Lexicographic transductions of finite words
Emmanuel Filiot, Pierre-Alain Reynier, Nathan Lhote
TL;DR
This work defines Lex, a class of transductions over finite words with exponential growth, and provides three distinct characterizations: closure under a lexicographic maplex operator from simple recognizables, a syntactic MSOSI fragment with automata-defined regular languages, and an automaton model via nested marble transducers (NMT). The authors prove Lex subsumes both SST and polyregular transductions, is regularity-preserving, and is closed under post-composition with PolyReg and pre-composition with rational transductions; they also establish an equivalence between Lex and NMT, and analyze the broader MSOSI framework, highlighting a key open question about regularity preservation. The work advances a unified view of regular transductions with exponential growth and provides a concrete automata-theoretic model (NMT) that achieves desirable closure and expressiveness properties. It also outlines important open problems and potential extensions that guide future exploration of MSOSI and exponential-growth transductions.
Abstract
Regular transductions over finite words have linear input-to-output growth. This class of transductions enjoys many characterizations. Recently, regular transductions have been extended by Bojańczyk to polyregular transductions, which have polynomial growth, and are characterized by pebble transducers and MSO interpretations. Another class of interest is that of transductions defined by streaming string transducers or marble transducers, which have exponential growth and are incomparable with polyregular transductions. In this paper, we consider MSO set interpretations (MSOSI) over finite words which were introduced by Colcombet and Loeding. MSOSI are a natural candidate for the class of "regular transductions with exponential growth", and are rather well-behaved. However MSOSI lack, for now, two desirable properties that regular and polyregular transductions have. The first property is being described by an automaton model, which is closely related to the second property of regularity preserving meaning preserving regular languages under inverse image. We first show that if MSOSI are (effectively) regularity preserving then any automatic $ω$-word has a decidable MSO theory, an almost 20 years old conjecture of Bárány.
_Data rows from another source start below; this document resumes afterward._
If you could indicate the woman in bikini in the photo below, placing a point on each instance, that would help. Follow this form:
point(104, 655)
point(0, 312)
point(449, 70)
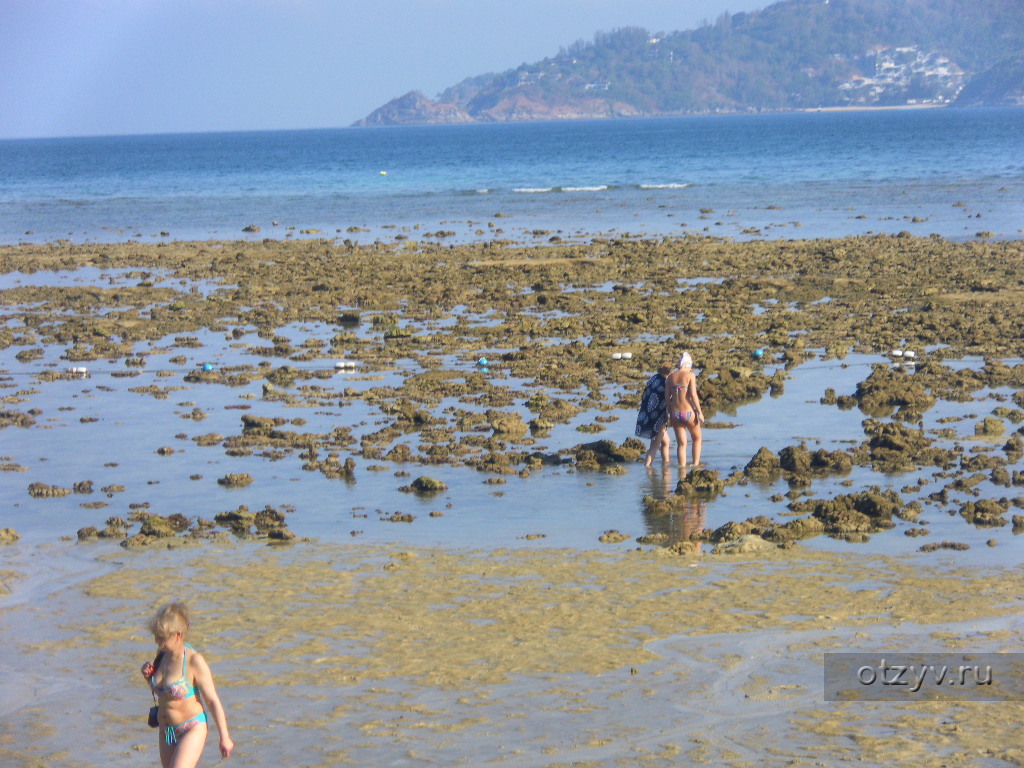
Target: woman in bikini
point(652, 417)
point(684, 409)
point(177, 678)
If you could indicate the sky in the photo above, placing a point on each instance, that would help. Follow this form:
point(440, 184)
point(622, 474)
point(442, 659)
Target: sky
point(78, 68)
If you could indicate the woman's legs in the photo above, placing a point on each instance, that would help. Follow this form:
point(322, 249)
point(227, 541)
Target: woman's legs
point(695, 433)
point(185, 752)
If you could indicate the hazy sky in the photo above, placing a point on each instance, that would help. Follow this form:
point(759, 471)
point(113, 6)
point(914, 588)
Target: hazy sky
point(72, 68)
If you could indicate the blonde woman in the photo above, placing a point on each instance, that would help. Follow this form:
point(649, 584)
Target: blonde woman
point(179, 676)
point(684, 409)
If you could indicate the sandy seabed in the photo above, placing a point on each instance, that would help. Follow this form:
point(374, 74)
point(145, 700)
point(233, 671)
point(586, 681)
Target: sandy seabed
point(375, 655)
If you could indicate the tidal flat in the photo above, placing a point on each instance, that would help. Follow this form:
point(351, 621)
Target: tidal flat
point(440, 438)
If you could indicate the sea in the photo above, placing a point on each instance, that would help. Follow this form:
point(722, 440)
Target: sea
point(956, 173)
point(128, 443)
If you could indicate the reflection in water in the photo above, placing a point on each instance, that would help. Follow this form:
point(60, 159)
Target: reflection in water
point(688, 519)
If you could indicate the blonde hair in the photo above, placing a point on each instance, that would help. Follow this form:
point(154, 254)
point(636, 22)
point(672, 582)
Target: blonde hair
point(170, 620)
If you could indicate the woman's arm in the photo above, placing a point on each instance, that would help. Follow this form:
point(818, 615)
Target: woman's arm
point(204, 681)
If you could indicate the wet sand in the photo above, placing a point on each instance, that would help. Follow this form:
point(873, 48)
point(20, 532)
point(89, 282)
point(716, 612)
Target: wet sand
point(333, 654)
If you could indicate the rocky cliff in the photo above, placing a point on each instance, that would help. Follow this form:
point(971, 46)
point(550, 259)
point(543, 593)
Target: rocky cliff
point(415, 109)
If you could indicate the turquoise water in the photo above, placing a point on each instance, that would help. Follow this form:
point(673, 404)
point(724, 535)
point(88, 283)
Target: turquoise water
point(781, 175)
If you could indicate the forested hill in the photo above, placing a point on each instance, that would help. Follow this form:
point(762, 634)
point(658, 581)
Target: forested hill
point(793, 54)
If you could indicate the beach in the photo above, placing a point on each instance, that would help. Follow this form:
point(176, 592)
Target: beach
point(395, 482)
point(348, 655)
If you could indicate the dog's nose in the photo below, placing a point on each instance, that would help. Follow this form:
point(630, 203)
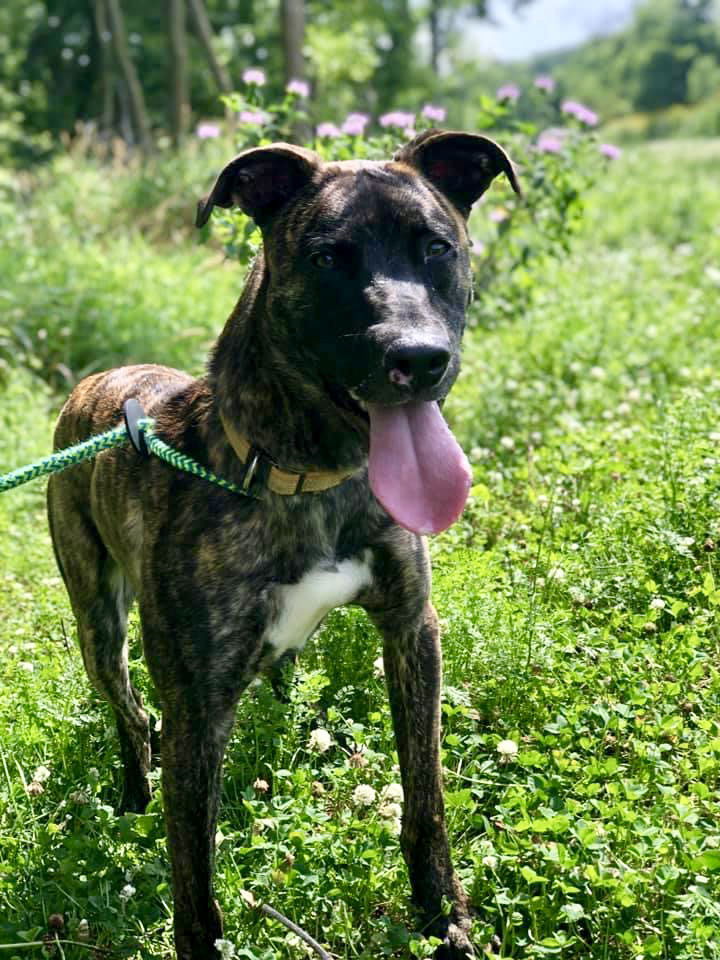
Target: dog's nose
point(417, 365)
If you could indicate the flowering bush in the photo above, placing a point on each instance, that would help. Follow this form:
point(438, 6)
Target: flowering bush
point(511, 235)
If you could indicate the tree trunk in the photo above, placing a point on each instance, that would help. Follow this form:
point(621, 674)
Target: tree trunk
point(293, 32)
point(435, 35)
point(203, 28)
point(107, 81)
point(179, 106)
point(129, 74)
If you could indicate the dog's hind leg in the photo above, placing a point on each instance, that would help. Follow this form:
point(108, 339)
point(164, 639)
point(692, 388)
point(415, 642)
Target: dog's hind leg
point(101, 597)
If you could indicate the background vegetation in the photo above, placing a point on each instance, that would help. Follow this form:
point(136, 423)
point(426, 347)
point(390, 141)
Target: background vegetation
point(578, 593)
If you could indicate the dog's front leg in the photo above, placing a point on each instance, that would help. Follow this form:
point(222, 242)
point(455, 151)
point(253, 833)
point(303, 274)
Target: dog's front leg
point(193, 743)
point(401, 608)
point(413, 671)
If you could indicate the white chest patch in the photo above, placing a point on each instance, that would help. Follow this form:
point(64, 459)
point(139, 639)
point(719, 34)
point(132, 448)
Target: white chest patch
point(303, 605)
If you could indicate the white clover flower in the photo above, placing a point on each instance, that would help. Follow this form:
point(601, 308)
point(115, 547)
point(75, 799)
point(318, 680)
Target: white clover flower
point(364, 795)
point(225, 949)
point(393, 793)
point(508, 750)
point(320, 740)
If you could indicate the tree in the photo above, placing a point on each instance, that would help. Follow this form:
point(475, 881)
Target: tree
point(130, 77)
point(204, 31)
point(179, 106)
point(292, 14)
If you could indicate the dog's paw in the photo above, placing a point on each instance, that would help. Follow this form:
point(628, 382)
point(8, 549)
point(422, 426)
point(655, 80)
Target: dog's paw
point(456, 944)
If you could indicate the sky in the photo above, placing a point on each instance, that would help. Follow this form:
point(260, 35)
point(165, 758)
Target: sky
point(544, 25)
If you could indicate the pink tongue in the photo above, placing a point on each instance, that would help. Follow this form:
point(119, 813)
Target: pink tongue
point(417, 470)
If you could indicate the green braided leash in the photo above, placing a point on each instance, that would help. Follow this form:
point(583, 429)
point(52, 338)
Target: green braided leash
point(181, 461)
point(64, 458)
point(106, 441)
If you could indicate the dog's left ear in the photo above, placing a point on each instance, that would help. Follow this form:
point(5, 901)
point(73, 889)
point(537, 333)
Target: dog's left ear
point(260, 181)
point(460, 165)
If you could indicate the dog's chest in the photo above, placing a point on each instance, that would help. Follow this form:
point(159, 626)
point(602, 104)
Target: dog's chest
point(301, 606)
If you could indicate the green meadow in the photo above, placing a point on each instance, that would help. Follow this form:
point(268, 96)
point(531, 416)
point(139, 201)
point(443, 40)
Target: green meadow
point(579, 596)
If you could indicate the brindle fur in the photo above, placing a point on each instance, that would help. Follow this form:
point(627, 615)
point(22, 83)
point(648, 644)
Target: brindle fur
point(204, 564)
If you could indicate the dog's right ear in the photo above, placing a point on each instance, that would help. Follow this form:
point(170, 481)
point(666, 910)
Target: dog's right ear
point(260, 181)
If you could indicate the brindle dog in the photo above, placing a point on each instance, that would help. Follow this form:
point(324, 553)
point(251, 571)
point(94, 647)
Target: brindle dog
point(345, 336)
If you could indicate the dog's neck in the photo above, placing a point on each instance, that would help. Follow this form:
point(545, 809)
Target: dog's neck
point(269, 398)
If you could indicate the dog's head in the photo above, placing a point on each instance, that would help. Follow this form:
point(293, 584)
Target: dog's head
point(368, 277)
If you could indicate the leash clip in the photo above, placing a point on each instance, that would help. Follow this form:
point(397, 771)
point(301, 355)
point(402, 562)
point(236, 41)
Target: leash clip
point(132, 413)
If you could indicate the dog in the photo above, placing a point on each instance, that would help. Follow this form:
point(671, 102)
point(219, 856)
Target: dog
point(321, 402)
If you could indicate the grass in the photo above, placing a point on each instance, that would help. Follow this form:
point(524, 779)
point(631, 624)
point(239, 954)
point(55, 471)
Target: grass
point(579, 596)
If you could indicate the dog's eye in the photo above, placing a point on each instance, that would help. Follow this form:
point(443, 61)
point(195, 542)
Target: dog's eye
point(324, 260)
point(437, 248)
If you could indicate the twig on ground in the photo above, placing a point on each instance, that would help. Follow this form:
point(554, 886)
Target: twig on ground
point(274, 914)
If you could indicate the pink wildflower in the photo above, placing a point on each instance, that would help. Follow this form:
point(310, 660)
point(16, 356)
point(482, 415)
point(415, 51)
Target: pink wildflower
point(207, 131)
point(298, 88)
point(255, 118)
point(509, 92)
point(254, 77)
point(328, 130)
point(397, 118)
point(436, 114)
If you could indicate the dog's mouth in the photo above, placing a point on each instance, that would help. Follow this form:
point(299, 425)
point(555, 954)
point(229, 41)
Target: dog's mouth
point(417, 469)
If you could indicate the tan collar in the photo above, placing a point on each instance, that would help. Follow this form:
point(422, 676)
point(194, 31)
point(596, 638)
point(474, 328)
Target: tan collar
point(285, 482)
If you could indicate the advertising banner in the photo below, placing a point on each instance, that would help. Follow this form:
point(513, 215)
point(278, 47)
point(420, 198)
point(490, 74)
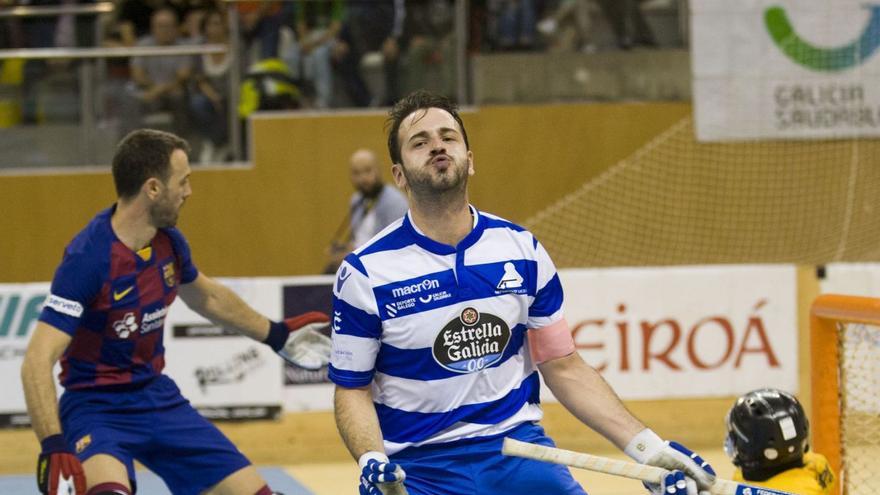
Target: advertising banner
point(663, 333)
point(782, 69)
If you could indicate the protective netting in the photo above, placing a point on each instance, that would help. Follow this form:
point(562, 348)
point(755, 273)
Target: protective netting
point(860, 408)
point(679, 201)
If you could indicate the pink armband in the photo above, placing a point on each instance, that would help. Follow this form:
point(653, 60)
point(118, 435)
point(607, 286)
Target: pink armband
point(551, 342)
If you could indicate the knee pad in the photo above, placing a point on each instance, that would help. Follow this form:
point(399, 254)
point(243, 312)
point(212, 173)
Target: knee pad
point(109, 489)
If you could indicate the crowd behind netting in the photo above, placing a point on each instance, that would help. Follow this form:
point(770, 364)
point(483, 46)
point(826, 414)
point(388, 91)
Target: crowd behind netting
point(301, 54)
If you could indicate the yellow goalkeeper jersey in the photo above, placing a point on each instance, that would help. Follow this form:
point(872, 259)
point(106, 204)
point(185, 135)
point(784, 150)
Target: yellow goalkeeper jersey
point(815, 478)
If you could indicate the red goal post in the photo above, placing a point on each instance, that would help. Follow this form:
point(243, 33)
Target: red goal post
point(829, 316)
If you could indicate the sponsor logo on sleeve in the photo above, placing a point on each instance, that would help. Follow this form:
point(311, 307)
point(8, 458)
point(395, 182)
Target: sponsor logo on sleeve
point(64, 306)
point(83, 443)
point(168, 274)
point(126, 326)
point(471, 342)
point(344, 274)
point(119, 294)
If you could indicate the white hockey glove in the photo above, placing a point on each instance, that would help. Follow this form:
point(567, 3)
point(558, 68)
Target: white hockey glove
point(648, 448)
point(674, 483)
point(379, 476)
point(300, 340)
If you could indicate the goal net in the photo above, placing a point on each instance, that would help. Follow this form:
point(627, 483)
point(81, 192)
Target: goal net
point(845, 369)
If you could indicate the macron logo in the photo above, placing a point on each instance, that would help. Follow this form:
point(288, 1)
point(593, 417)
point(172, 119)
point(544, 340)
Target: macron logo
point(406, 290)
point(64, 306)
point(343, 276)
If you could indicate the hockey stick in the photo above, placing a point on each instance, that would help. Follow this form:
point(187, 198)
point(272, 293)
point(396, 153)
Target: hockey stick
point(642, 472)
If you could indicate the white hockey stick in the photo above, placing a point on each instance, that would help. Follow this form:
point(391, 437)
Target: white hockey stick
point(642, 472)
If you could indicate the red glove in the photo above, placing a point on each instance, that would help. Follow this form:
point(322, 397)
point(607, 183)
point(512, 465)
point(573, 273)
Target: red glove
point(58, 470)
point(301, 341)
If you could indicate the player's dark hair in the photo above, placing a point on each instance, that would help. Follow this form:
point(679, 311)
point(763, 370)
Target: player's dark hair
point(143, 154)
point(417, 100)
point(768, 433)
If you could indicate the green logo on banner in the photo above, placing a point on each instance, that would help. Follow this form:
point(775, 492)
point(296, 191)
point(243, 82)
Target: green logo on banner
point(823, 59)
point(27, 313)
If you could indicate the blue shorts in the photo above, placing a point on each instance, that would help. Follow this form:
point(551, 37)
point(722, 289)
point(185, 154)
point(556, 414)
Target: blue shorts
point(477, 467)
point(155, 425)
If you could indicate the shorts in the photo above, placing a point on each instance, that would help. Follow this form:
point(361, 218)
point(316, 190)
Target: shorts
point(476, 466)
point(155, 425)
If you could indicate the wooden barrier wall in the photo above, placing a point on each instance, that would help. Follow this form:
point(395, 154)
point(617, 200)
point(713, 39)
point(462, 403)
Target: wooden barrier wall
point(276, 217)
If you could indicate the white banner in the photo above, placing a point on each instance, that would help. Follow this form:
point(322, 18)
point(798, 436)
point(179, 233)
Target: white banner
point(852, 279)
point(653, 332)
point(771, 69)
point(20, 306)
point(224, 374)
point(663, 333)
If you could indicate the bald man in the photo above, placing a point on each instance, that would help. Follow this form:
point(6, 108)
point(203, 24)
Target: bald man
point(372, 207)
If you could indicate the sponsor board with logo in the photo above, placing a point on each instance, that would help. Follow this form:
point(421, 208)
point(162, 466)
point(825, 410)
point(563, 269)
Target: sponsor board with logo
point(770, 69)
point(854, 279)
point(664, 333)
point(225, 375)
point(20, 306)
point(721, 330)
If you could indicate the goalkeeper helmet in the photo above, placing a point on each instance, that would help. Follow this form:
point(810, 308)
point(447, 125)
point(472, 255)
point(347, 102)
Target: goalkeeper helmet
point(767, 430)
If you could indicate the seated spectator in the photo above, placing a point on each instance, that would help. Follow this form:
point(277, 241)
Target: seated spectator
point(209, 100)
point(318, 23)
point(513, 23)
point(372, 207)
point(429, 46)
point(158, 83)
point(370, 27)
point(567, 27)
point(628, 23)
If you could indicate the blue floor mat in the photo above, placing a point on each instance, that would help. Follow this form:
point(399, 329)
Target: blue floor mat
point(150, 484)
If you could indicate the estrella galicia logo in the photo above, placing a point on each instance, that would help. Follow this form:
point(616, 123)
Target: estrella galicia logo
point(471, 342)
point(823, 59)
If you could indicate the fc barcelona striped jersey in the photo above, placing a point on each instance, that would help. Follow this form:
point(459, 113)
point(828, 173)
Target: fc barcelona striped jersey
point(439, 332)
point(112, 301)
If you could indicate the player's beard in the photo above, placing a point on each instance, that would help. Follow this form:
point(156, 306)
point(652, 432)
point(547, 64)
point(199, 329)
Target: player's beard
point(429, 184)
point(163, 213)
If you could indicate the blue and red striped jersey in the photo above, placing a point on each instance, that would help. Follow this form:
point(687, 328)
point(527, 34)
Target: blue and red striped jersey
point(112, 301)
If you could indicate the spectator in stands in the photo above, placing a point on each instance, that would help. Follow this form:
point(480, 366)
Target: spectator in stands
point(370, 27)
point(429, 53)
point(567, 27)
point(262, 24)
point(513, 23)
point(628, 23)
point(133, 20)
point(209, 100)
point(318, 23)
point(371, 208)
point(159, 83)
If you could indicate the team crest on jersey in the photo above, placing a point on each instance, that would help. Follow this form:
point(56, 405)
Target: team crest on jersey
point(168, 274)
point(511, 281)
point(471, 342)
point(83, 443)
point(126, 326)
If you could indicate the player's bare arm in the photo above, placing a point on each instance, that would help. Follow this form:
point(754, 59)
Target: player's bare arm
point(359, 428)
point(222, 306)
point(43, 351)
point(357, 421)
point(299, 339)
point(587, 395)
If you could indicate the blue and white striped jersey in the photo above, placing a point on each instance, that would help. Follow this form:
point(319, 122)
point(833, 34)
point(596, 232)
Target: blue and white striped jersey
point(440, 331)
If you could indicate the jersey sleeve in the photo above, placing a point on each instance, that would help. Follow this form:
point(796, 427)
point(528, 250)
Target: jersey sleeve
point(546, 308)
point(356, 328)
point(188, 270)
point(76, 284)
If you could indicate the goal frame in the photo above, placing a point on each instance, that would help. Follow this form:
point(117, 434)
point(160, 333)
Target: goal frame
point(827, 311)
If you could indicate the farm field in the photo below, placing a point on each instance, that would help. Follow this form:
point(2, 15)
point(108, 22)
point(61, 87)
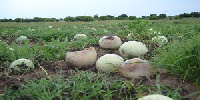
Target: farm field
point(176, 63)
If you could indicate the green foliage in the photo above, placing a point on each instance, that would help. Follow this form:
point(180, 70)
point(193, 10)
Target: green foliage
point(132, 17)
point(5, 53)
point(181, 58)
point(39, 90)
point(153, 17)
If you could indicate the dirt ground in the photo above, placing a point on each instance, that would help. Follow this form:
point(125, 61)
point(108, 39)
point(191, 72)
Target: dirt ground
point(54, 67)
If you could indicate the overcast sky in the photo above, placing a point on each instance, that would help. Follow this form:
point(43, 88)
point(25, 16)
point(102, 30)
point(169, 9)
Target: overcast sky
point(63, 8)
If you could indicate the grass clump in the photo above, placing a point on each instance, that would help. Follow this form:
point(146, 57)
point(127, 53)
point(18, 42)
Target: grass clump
point(181, 58)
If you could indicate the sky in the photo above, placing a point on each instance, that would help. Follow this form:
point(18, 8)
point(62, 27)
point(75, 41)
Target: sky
point(63, 8)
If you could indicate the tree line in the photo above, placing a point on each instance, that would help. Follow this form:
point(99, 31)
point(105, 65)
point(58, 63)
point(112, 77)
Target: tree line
point(101, 18)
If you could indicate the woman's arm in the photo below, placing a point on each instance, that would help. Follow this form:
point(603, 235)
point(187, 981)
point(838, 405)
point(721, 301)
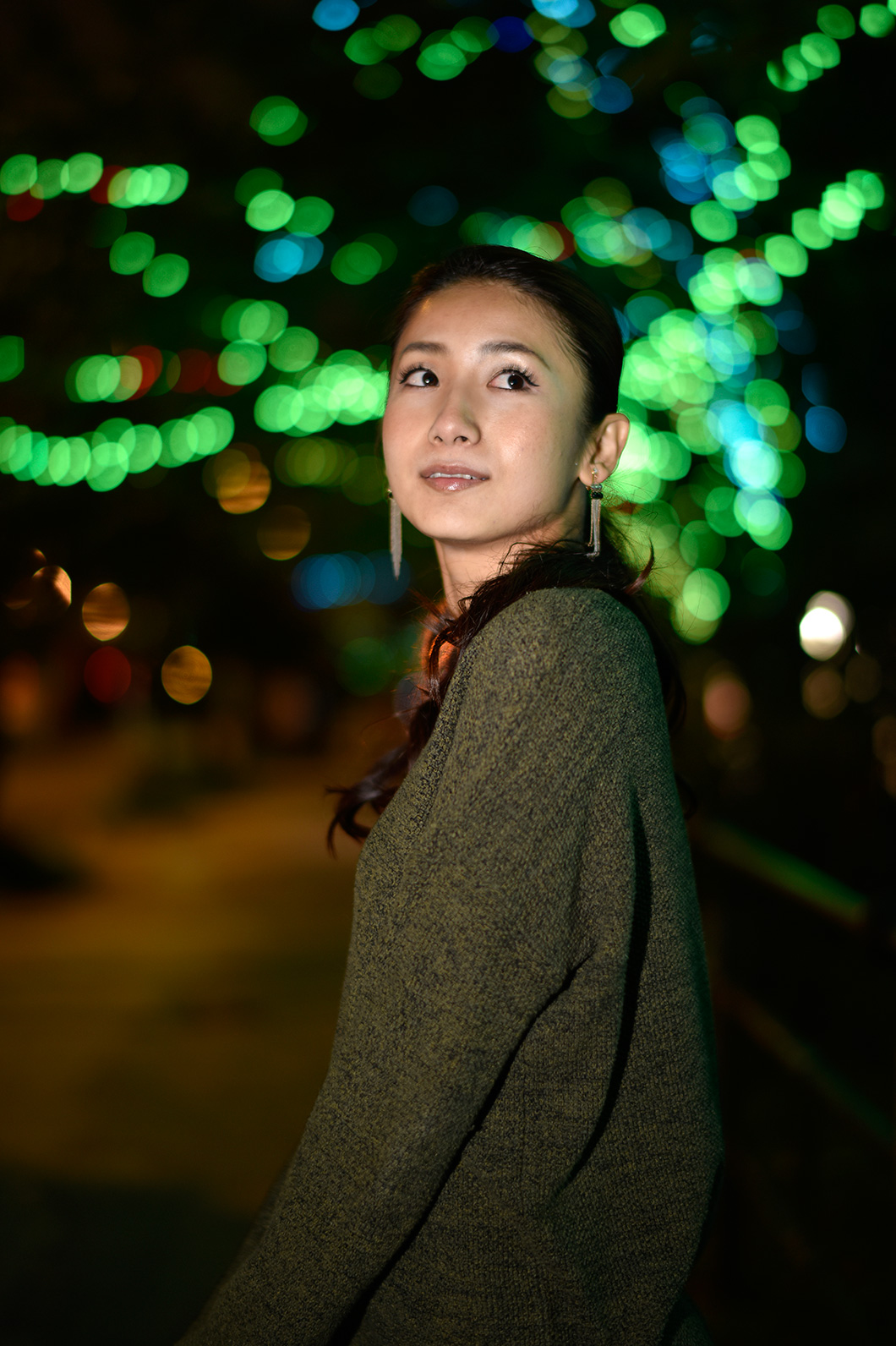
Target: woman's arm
point(434, 1012)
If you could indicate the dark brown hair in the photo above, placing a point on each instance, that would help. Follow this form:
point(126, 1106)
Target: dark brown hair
point(591, 334)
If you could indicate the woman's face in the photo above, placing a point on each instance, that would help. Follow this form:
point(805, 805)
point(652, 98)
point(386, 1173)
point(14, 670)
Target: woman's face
point(482, 431)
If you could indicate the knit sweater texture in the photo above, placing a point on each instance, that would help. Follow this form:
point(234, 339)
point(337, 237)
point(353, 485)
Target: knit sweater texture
point(518, 1136)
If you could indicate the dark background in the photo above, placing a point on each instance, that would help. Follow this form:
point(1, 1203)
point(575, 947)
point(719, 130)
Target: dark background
point(793, 836)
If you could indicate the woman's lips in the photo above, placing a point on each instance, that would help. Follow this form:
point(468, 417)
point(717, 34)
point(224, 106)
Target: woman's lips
point(451, 477)
point(454, 484)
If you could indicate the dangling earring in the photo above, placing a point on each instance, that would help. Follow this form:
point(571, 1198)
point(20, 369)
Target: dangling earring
point(596, 493)
point(395, 533)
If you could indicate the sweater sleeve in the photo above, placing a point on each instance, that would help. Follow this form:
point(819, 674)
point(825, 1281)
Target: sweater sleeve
point(478, 944)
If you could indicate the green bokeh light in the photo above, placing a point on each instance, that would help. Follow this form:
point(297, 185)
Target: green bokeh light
point(363, 49)
point(254, 320)
point(397, 33)
point(713, 221)
point(85, 171)
point(705, 594)
point(757, 134)
point(311, 216)
point(786, 254)
point(166, 275)
point(809, 229)
point(293, 350)
point(355, 264)
point(131, 254)
point(638, 26)
point(441, 58)
point(277, 120)
point(876, 20)
point(243, 363)
point(270, 211)
point(11, 358)
point(820, 50)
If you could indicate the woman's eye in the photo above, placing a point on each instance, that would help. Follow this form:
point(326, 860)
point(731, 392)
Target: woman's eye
point(420, 379)
point(511, 380)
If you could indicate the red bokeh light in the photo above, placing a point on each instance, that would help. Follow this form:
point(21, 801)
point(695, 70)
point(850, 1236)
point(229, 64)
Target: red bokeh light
point(25, 206)
point(107, 675)
point(195, 369)
point(151, 364)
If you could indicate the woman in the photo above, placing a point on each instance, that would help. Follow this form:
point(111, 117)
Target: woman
point(518, 1138)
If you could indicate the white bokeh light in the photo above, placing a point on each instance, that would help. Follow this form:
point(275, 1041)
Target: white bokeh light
point(825, 625)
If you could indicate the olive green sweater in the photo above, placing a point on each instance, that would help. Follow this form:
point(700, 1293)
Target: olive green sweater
point(518, 1136)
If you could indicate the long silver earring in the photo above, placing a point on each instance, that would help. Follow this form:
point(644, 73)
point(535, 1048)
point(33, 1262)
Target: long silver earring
point(596, 493)
point(395, 533)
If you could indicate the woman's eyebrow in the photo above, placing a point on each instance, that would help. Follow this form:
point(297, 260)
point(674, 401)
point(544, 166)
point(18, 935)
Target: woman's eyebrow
point(511, 347)
point(489, 347)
Our main contribution is the introduction of a class of transductions of exponential growth, which we call lexicographic transductions. We provide three different presentations for this class: 1) as the closure of simple transductions (recognizable transductions) under a single operator called maplex; 2) as a syntactic fragment of MSOSI (but the regular languages are given by automata instead of formulas); 3) we give an automaton based model called nested marble transducers, which generalize both marble transducers and pebble transducers. We show that this class enjoys many nice properties including being regularity preserving.